Psychometric network models consist of nodes which represent variables (e.g., MSS items) and edges or connections which represent relations between the nodes (e.g., partial correlations given all other nodes in the network). Partial correlations are the unique shared variance between nodes in the network, which typically shrink many relations near or to zero. Often larger relations that remain form communities (or sets of many connected nodes) in the network. These communities are shown to be mathematically equivalent to factors (Golino and Epskamp, 2017).

One network method, EGA, was recently developed to detect and discover these communities (Golino and Epskamp, 2017). EGA applies a Gaussian Graphical Model (Lauritzen, 1996), which is computed using the graphical least absolute shrinkage and selection operator (glasso; Friedman et al., 2008). Then, the walktrap community detection algorithm is applied to identify the dimensions of the network (Pons and Latapy, 2006). The walktrap algorithm uses “random walks” to identify the content and number of dimensions in the network. Random walks are steps or jumps from one node to another in the network. Each node is repeatedly used as a starting point, traversing over neighboring edges, with larger edge weights (i.e., partial correlation values) being more likely to be traversed. In this process, communities form based on a node's proportion of many, densely connected edges and few, sparsely connected edges.

The dimensions discovered by EGA are deterministic and require no direction from the researcher. Thus, EGA offers a potential advantage over other exploratory dimension reduction methods because the content and number of dimensions are immediately interpretable, without the need to interpret component loadings of individual items. Despite the deterministic allocation of items, researchers should still verify the theoretical consistency of item placement. In both simulation and real-world datasets, EGA has produced comparable or better accuracy in identifying dimensions than other more common dimension reduction methods (e.g., principal component analysis, factor analysis, parallel analysis; Golino and Demetriou, 2017; Golino and Epskamp, 2017; Golino et al., 2018). Moreover, EGA has been effective at replicating factor analytic findings (Bell and O'Driscoll, 2018) as well as discovering new dimensions of constructs (Christensen et al., 2018a).

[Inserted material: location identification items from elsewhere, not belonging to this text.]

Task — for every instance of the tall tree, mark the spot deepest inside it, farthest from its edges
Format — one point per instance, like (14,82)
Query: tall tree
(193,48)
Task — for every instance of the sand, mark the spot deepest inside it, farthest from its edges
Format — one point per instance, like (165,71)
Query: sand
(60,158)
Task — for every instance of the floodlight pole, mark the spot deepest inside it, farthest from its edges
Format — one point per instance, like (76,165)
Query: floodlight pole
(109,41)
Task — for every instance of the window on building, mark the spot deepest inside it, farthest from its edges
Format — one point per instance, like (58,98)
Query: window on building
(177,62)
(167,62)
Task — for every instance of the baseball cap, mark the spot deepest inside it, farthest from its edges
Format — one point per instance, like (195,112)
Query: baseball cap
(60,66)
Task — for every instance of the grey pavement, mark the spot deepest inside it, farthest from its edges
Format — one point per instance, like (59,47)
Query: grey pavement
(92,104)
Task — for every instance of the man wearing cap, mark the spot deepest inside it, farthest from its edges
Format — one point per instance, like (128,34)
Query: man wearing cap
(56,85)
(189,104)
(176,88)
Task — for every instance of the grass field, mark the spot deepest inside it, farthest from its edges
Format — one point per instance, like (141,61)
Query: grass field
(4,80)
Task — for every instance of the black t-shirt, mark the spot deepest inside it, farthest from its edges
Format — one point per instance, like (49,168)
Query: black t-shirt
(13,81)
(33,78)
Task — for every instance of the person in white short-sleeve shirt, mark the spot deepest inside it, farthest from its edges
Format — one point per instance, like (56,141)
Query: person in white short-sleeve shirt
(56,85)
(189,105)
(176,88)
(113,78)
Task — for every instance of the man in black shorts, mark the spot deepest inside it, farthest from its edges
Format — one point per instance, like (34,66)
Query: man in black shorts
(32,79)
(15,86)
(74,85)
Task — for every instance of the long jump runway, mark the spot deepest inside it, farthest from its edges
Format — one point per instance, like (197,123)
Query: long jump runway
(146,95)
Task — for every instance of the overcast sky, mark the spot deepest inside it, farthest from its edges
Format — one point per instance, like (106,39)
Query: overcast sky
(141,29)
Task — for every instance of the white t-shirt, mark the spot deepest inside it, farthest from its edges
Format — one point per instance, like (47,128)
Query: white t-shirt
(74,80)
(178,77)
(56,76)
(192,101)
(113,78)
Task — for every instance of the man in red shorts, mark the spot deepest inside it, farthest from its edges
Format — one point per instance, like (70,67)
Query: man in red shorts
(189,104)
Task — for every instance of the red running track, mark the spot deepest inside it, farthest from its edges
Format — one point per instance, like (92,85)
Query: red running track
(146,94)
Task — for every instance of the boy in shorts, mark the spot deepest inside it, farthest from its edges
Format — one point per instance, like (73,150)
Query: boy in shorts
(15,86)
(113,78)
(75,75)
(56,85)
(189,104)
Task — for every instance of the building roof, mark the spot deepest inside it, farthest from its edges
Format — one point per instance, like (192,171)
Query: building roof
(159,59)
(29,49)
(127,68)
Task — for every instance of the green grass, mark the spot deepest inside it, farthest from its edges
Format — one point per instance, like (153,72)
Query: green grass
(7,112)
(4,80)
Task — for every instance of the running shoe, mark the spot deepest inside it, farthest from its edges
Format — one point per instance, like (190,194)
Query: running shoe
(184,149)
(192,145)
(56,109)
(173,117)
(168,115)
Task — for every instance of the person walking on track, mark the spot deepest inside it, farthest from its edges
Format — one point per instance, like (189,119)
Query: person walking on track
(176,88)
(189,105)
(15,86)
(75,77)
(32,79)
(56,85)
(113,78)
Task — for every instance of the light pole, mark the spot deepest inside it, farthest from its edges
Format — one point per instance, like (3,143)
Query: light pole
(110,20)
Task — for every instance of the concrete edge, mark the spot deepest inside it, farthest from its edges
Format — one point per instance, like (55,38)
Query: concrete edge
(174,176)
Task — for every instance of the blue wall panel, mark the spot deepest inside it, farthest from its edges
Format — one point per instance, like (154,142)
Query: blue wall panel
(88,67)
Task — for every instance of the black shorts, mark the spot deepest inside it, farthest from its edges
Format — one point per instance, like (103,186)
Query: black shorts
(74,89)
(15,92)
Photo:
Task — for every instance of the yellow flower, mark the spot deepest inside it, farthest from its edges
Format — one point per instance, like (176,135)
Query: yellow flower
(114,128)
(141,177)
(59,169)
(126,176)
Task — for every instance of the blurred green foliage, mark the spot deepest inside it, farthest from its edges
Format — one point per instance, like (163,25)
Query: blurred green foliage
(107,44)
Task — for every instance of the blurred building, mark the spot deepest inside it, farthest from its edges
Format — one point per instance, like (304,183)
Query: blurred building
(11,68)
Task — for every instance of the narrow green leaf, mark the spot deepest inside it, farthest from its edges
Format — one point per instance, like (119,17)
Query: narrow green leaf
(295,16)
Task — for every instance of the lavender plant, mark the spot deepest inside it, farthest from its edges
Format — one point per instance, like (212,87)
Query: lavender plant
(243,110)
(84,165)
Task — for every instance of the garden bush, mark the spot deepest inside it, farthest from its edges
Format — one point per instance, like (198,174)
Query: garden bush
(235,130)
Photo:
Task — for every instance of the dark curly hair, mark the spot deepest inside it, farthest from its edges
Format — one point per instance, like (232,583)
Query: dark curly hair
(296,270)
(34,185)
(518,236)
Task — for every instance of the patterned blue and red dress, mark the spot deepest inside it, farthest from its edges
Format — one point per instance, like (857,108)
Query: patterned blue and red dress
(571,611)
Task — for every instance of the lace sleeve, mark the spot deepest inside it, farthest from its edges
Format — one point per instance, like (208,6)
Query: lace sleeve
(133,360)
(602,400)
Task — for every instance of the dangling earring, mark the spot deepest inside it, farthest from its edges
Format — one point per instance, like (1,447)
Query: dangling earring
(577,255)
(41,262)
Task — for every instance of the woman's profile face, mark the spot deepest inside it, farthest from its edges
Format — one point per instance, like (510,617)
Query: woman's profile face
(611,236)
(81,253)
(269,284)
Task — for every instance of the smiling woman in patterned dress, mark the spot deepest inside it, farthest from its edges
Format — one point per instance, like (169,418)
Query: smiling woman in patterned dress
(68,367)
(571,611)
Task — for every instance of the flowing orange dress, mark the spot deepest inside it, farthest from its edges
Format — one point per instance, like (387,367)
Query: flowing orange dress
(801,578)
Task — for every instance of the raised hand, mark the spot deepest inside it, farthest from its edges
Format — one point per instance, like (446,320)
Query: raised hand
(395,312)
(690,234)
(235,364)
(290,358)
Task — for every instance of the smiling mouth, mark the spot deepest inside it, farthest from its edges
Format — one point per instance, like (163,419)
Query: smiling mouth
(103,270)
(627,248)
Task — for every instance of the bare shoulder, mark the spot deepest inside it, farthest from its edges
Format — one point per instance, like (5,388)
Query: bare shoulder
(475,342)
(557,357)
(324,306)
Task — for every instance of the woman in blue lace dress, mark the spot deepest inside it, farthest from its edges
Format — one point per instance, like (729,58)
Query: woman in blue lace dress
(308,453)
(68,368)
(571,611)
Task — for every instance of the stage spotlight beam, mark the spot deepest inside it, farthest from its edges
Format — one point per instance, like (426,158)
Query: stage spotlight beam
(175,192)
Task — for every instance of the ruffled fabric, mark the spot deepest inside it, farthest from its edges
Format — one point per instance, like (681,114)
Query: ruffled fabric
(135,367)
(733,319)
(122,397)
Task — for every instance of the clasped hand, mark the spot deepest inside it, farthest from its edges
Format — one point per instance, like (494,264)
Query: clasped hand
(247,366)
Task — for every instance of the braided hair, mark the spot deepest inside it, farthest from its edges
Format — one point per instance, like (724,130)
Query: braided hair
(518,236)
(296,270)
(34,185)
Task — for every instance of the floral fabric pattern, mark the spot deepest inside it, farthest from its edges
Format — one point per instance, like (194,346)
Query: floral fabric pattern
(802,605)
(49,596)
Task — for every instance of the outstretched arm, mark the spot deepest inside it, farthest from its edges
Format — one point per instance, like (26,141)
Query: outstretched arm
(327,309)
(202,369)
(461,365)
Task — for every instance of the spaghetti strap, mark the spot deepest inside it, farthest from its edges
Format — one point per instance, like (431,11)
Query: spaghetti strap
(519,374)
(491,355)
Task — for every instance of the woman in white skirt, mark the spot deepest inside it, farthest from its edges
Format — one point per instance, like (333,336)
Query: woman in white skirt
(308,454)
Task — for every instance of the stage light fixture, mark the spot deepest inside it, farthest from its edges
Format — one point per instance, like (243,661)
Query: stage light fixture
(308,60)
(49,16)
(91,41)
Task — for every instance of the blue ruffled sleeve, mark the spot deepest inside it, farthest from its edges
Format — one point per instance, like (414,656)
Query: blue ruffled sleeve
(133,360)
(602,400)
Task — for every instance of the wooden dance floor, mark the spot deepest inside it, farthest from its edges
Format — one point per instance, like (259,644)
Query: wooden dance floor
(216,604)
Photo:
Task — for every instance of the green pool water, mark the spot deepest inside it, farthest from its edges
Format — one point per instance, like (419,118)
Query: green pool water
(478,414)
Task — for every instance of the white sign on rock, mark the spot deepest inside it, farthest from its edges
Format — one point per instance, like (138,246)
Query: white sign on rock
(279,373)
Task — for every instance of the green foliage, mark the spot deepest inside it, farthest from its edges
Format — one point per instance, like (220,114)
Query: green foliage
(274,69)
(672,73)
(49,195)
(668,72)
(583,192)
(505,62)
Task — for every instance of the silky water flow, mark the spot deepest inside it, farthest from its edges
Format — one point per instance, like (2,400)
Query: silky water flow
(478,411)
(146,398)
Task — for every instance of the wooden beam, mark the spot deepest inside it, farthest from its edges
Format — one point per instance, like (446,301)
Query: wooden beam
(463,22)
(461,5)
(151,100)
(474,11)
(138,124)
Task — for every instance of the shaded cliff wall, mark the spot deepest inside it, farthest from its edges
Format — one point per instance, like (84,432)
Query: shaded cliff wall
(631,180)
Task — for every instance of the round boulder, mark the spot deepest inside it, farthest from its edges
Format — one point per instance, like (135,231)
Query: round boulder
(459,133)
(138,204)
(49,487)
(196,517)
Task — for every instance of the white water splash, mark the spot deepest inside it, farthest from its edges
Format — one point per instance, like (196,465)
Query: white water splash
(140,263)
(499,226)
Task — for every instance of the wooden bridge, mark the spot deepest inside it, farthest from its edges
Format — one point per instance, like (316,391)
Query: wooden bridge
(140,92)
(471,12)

An advantage of psychometric network models more generally is that they allow a representation of item-level relations that afford interpretations across hierarchical resolutions—that is, the influence of item-level relations can be understood between items, within and between dimensions, and at the level of the construct itself (Blanken et al., 2018; Letina et al., 2018). Latent variable approaches assume local independence, suggesting that items are independent given a latent variable (Edwards and Bagozzi, 2000). These latent variables may then be correlated amongst themselves or independently related given some superordinate latent variable (e.g., the construct). From this perspective, the hierarchical resolution of relations is discrete and lateral, meaning relations are only allowed at the level of latent variables and these relations only occur across this level but not above (i.e., construct-level) or below (i.e., item-level). By contrast, psychometric network models permit a continuous resolution of each variable's relations, occurring simultaneously rather than independently.

The goal of the present research was to validate the theoretical dimensional structure of the MSS and MSS-B in two large, independent samples. To do so, we implemented EGA to discover the dimensional structure of the MSS and MSS-B. Because EGA does not impose a priori assumptions about the dimensional structure of the scales, it stands as an exploratory test for whether the theoretical dimensions intended by the scales' developers are measured as intended. Then, we used CFA to compare the dimensions identified by EGA to the theoretical MSS and MSS-B dimensions. For all analyses, we expected to find three factors, corresponding to positive, negative, and disorganized schizotypy.